Otherwise Rare Immune Response May Cause Blood Clots After AstraZeneca and Johnson & Johnson Vaccines
Commentaries by Robert Gorter, MD, PhD.
Two teams of researchers have published detailed observations of patients who developed thrombotic thrombocytopenia after receiving the AstraZeneca vaccine and have speculated about a possible mechanism.
Both groups suggest that the development of serious blood clots alongside falling levels of platelets is an (auto-)immune response that resembles a rare reaction to the drug heparin, called heparin-induced thrombocytopenia. The researchers have labeled the syndrome vaccine-induced immune thrombotic thrombocytopenia (ITTP)
Among more than 20 million people who have been vaccinated with the AstraZeneca vaccine in the UK so far, 79 cases of rare blood clots with low platelets have been reported, as well as 19 deaths. The European Medicines Agency and the UK’s Medicines and Healthcare Regulatory Agency have concluded that unusual blood clots with low blood platelets are a side effect of the AstraZeneca vaccine but a causal relationship has not been formally established.
The EMA’s Pharmacovigilance Risk Assessment Committee is also investigating three cases of unusual blood clots with low blood platelets during the vaccine rollout of the Johnson & Johnson vaccine in the U.S.
The first paper, published in the New England Journal of Medicine, describes 11 patients in Austria and Germany, nine of them women, with a median age of 36 years. They had clotting and low platelets between five to 16 days after vaccination. Nine patients had cerebral venous thrombosis, three had splanchnic vein thrombosis, three had a pulmonary embolism, and four had other thromboses. Six of the patients died.

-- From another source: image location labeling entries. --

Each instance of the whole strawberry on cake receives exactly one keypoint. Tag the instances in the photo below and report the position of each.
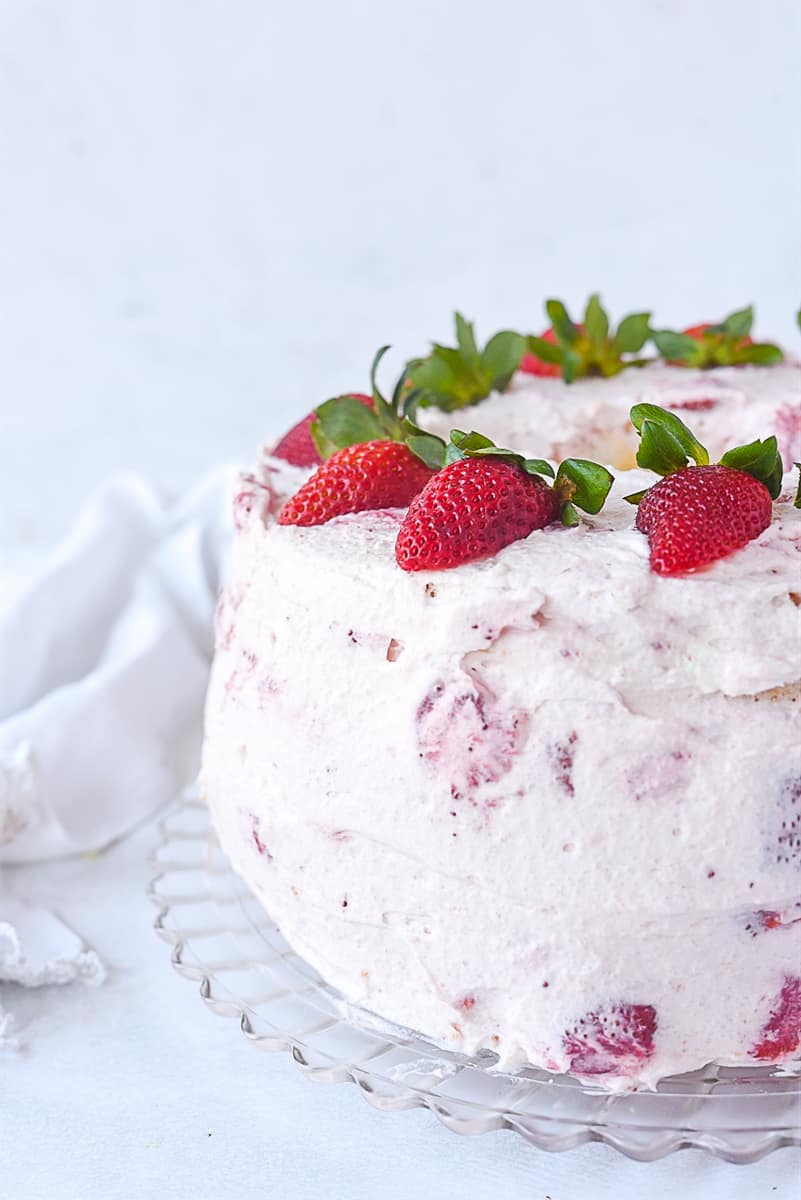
(510, 748)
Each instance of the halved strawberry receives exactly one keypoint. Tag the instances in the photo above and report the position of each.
(371, 475)
(618, 1039)
(374, 457)
(590, 347)
(781, 1035)
(699, 514)
(297, 445)
(706, 345)
(486, 498)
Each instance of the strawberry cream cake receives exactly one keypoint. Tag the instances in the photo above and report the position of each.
(511, 750)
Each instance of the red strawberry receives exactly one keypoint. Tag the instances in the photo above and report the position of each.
(531, 365)
(297, 445)
(367, 475)
(782, 1032)
(700, 514)
(471, 509)
(614, 1041)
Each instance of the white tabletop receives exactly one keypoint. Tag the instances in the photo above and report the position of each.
(210, 217)
(137, 1090)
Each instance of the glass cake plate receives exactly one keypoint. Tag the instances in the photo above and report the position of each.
(223, 940)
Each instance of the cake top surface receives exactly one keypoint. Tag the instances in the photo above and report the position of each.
(733, 628)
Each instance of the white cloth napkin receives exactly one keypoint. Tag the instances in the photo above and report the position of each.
(103, 665)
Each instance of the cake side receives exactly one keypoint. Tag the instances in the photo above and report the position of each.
(547, 804)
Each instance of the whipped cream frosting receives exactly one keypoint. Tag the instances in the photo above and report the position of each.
(724, 407)
(546, 804)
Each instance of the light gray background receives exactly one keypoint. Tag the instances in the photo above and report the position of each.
(214, 211)
(210, 216)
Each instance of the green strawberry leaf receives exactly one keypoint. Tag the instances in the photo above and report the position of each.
(578, 483)
(428, 448)
(760, 460)
(543, 349)
(666, 442)
(453, 377)
(675, 347)
(571, 364)
(763, 353)
(501, 358)
(465, 339)
(726, 343)
(736, 324)
(632, 334)
(596, 322)
(538, 467)
(660, 450)
(583, 484)
(344, 421)
(562, 327)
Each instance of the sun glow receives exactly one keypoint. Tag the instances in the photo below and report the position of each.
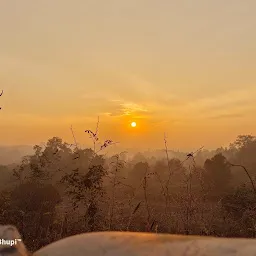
(133, 124)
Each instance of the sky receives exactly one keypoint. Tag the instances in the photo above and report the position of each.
(183, 68)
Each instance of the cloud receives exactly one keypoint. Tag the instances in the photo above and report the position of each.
(227, 116)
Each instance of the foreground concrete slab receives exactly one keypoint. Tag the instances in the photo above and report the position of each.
(135, 244)
(130, 244)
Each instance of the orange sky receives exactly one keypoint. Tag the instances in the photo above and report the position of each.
(186, 68)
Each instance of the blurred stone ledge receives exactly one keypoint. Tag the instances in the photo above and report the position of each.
(135, 244)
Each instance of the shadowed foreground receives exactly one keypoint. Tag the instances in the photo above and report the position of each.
(131, 244)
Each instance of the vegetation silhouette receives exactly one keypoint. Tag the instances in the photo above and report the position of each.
(63, 189)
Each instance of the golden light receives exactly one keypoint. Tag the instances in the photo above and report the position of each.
(133, 124)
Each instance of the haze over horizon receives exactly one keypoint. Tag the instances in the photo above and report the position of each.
(182, 68)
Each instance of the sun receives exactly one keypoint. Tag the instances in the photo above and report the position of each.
(133, 124)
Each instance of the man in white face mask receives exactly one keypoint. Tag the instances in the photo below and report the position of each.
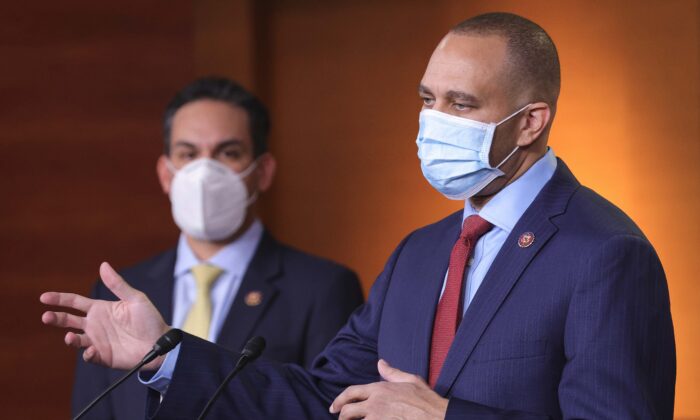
(538, 300)
(228, 279)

All 11 patients, as well as another 17 for whom the researchers had blood samples, tested positive for antibodies against platelet factor 4 (PF4). These antibodies are also observed in people who develop heparin-induced thrombocytopenia. None of the patients had received heparin before their symptoms started, however.
“Whether these antibodies are autoantibodies against PF4 induced by the strong inflammatory stimulus of vaccination or antibodies induced by the vaccine that cross-react with PF4 and platelets requires further study,” wrote Andreas Greinacher from the University of Greifswald in Germany and his co-authors.